Previously, Tadashi Yanai, owner of Uniqlo -- a world-renowned retailer and manufacturer of casual wear -- held the position as Japan's richest person.

But recently, Yanai's $35.5 billion net worth was overtaken by Takemistu Takikazi, founder of Keyence Corporation, an electronic sensor manufacturer.

According to the Bloomberg Billionaires Index, Takizaki's net worth reached $38.2 billion, when Keyence's shares almost doubled starting from 2020 until now. On the other hand, Yanai has lost a fifth of his wealth just this year.

The COVIC-19 pandemic has proved how a major global incident can change the landscape of businesses. And in the case of the two billionaires, the factory automation business has overtaken the previously dominant casual wear retail business.

Blue-chip index

One other thing that pushed Keyence Corp's status even further is its recent inclusion in Japan's blue-chip equity index, the Nikkei 225 Stock Average.

"This positioning is likely to stay for a while. The big factor recently was being added to the Nikkei 225," Mitsushige Akino, a senior executive officer at Ichiyoshi Asset Management Corporation, said.

Keyence Corporation was founded in 1974 and slowly made a name in manufacturing and high-quality measuring instruments, machine-vision systems, and other equipment used for industrial automation. The company is known for its high-profit margins of more than 50% and high salaries of its employees.

The company's shares have also steadily increased in 2020 until it has reached 96% growth as of Monday's close, catapulting its value to $167 billion. With this new feat, it is now officially the second biggest company in Japan after automaker giant Toyota Motor.
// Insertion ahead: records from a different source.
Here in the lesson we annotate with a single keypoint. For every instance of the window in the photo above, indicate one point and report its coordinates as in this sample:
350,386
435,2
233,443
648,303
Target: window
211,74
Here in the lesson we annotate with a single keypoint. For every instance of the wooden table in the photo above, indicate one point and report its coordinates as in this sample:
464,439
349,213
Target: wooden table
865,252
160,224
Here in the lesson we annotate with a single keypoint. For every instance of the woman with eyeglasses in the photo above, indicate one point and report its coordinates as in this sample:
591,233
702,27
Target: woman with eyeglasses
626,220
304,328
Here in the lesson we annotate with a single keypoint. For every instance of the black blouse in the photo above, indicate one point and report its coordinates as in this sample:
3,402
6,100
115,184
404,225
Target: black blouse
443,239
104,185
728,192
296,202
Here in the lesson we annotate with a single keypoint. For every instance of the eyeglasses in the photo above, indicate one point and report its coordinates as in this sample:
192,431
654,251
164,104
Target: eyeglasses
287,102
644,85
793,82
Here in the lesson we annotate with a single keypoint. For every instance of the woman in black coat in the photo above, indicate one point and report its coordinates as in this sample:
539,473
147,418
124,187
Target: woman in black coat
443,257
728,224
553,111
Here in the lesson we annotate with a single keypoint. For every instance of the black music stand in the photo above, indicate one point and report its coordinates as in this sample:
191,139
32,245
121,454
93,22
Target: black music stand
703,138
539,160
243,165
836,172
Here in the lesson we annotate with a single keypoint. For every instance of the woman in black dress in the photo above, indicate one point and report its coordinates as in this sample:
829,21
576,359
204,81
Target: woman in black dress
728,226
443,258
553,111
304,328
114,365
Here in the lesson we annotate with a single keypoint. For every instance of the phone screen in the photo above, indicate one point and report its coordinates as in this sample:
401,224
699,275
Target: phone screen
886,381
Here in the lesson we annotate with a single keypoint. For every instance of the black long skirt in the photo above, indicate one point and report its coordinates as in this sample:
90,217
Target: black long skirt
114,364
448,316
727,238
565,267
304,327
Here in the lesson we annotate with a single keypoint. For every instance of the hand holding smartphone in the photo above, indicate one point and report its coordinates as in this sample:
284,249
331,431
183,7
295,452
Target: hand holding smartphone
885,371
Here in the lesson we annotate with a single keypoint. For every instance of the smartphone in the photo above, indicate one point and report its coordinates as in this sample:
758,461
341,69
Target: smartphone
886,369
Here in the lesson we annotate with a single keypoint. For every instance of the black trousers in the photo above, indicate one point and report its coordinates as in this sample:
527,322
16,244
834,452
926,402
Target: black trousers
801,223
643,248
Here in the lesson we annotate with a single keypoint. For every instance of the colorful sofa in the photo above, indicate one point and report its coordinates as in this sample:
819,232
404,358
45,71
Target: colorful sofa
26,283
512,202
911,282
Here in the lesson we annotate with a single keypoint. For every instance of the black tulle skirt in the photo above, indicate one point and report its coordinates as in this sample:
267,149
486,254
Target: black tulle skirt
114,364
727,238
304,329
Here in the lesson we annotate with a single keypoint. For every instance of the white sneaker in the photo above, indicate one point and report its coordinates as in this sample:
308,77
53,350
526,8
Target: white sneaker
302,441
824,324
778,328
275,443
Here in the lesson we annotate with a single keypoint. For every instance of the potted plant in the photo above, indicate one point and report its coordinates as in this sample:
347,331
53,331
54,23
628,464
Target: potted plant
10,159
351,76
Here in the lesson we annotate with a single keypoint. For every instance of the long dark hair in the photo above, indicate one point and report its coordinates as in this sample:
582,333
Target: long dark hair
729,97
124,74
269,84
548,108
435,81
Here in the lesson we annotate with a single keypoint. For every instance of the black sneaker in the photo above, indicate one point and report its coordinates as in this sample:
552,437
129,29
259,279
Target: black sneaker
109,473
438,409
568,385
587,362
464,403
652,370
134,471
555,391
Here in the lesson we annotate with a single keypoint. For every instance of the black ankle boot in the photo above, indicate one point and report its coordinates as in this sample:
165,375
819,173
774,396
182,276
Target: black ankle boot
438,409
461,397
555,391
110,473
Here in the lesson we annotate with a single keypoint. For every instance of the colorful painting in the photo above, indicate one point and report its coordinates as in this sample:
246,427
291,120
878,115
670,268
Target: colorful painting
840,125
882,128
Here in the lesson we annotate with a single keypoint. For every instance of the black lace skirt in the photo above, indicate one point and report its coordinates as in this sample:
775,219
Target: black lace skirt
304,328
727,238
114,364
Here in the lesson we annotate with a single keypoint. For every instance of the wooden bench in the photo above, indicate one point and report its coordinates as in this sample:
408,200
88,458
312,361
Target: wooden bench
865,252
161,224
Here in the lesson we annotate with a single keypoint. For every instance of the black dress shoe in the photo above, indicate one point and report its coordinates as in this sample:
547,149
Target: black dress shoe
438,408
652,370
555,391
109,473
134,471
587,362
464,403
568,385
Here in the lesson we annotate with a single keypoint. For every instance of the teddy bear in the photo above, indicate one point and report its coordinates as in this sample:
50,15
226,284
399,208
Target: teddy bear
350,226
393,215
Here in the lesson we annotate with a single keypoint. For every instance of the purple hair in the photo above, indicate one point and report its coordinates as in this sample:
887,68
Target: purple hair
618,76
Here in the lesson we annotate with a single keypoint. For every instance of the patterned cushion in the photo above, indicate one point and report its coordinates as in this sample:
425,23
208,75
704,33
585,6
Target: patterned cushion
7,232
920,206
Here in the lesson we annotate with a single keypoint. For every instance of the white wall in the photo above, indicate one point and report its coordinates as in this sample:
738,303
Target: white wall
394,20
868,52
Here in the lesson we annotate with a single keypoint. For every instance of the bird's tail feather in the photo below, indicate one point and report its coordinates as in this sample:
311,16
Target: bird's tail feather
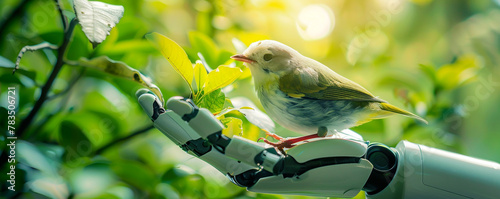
394,109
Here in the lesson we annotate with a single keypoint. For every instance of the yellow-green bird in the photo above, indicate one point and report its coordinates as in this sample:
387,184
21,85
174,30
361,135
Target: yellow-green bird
307,97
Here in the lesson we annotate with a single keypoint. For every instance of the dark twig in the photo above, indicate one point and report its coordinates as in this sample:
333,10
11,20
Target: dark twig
63,18
46,87
138,132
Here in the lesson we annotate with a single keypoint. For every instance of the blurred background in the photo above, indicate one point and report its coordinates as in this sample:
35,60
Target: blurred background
438,59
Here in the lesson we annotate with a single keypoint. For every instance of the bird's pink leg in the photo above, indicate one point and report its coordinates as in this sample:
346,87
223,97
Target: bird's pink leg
286,142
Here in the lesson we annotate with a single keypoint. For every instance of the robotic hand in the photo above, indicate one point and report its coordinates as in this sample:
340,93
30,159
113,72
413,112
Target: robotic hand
331,167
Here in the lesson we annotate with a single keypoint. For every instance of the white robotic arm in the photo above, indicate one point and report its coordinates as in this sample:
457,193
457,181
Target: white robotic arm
326,167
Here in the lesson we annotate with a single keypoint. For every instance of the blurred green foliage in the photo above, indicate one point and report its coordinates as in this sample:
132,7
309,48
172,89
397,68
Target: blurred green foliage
438,59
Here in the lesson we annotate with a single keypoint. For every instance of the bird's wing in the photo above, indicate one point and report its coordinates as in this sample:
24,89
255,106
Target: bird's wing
309,83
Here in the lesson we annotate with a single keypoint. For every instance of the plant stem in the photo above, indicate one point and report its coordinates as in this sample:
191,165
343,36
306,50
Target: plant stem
138,132
46,87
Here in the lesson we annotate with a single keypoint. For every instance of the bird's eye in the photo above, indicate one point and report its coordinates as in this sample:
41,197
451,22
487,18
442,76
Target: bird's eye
268,57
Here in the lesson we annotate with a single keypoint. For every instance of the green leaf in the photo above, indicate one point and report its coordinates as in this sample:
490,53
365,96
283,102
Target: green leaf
254,116
30,155
92,179
231,109
135,173
185,180
175,55
120,69
233,126
4,62
74,141
430,71
200,76
213,101
456,74
204,45
221,77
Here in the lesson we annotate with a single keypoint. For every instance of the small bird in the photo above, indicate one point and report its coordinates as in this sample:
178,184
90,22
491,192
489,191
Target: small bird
307,97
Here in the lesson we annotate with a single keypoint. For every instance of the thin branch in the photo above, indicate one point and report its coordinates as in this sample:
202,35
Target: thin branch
112,143
46,87
63,18
32,48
As the global pandemic became the world's top problem, massive adjustments have been implemented, especially in social contact. This has led to a rise in demand for automated services and equipment because of the imposed social distancing.

And Keyence, with its decades of experience in the automation business, was well-positioned to accommodate the sudden high demand.

Takikazi owns 21% of the Keyence, and the company's rise has added nearly $6 billion into his already massive fortune, making him the ninth-richest man in Asia.

Yanai's wealth, meanwhile, has experienced a major blow, which led to a $9.7 billion loss, equivalent to 22% of his fortune.